Arzneipflanzenlexikon

Roter Fingerhut

Roter Fingerhut
Foto: Joachim Rosse

Botanische Bezeichnung

Roter Fingerhut - Digitalis purpurea L.

Familie

Wegerichgewächse (Plantaginaceae)

Wissenswertes zur Pflanze

Roter Fingerhut
© Sertürner Bildarchiv

Der Rote Fingerhut ist eine in Europa heimische Giftpflanze (!) und besonders häufig zu finden an der Westküste Norwegens, in Großbritannien, Deutschland, den atlantischen und subatlantischen Gebieten Frank­reichs, Belgiens und Hollands sowie in den Pyrenäen und den atlantischen Teilen der iberischen Halbinsel. Durch Verschleppung findet man ihn auch auf dem amerikanischen Kontinent, auch in Chile und Argen­tinien. Der rote Fingerhut wächst auf halbschattigen Kahlschlägen, in Waldlichtungen und auf buschigen Abhängen.
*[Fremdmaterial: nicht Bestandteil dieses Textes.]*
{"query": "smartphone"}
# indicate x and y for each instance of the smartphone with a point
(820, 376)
Der deutsche Name „Fingerhut” leitet sich von der Form der Blüte ab, die einem Fingerhut ähnelt. Dies vermittelt auch der lateinische Gattungsnamen Digitalis, der auf das mittel­lateinische ,digitale' zurückgeht, das den Fingerhut als Handwerkszeug des Schnei­ders bezeichnet. Das Artepitheton purpurea bezieht sich auf die purpurfarbene Farbe der Blüte.

Der Fingerhut ist zweijährig. Im ersten Jahr bildet er eine am Boden liegende Blattrosette, im zweiten Jahr wächst aus ihrer Mitte ein bis zu 2 m hoher, Blüten tragender Stängel. Die Blätter, sowohl die der Blattrosette als auch die am Stängel, sind oberseits flaumig, unterseits graufilzig behaart, die unteren Blätter lang gestielt, nach oben sind sie zunehmend sitzend. Zahlreiche Blüten stehen nickend auf Tragblättern am oberen Stängel­teil in einer lockeren einseitswendigen Traube, jeweils in einem kleinen, zipfeligen Kelch sitzend. Die purpurfarbene Blüte ist röhrig glockig, 4 bis 5 cm lang, mit einer kurzen Oberlippe und einer längeren, dreilappigen Unterlippe. Auf der Innenseite dieser sind dunkle, hell umrandete Flecken zu erkennen. Damit möchte die Blüte „Pollenreichtum” vortäuschen, um Bienen zu ihrer Bestäubung anzulocken. Die Frucht ist eine eiförmige und behaarte, vom Kelch eingeschlossene Kapsel. Blütezeit ist Juni/Juli.

Arzneilich verwendete Pflanzenteile (Droge)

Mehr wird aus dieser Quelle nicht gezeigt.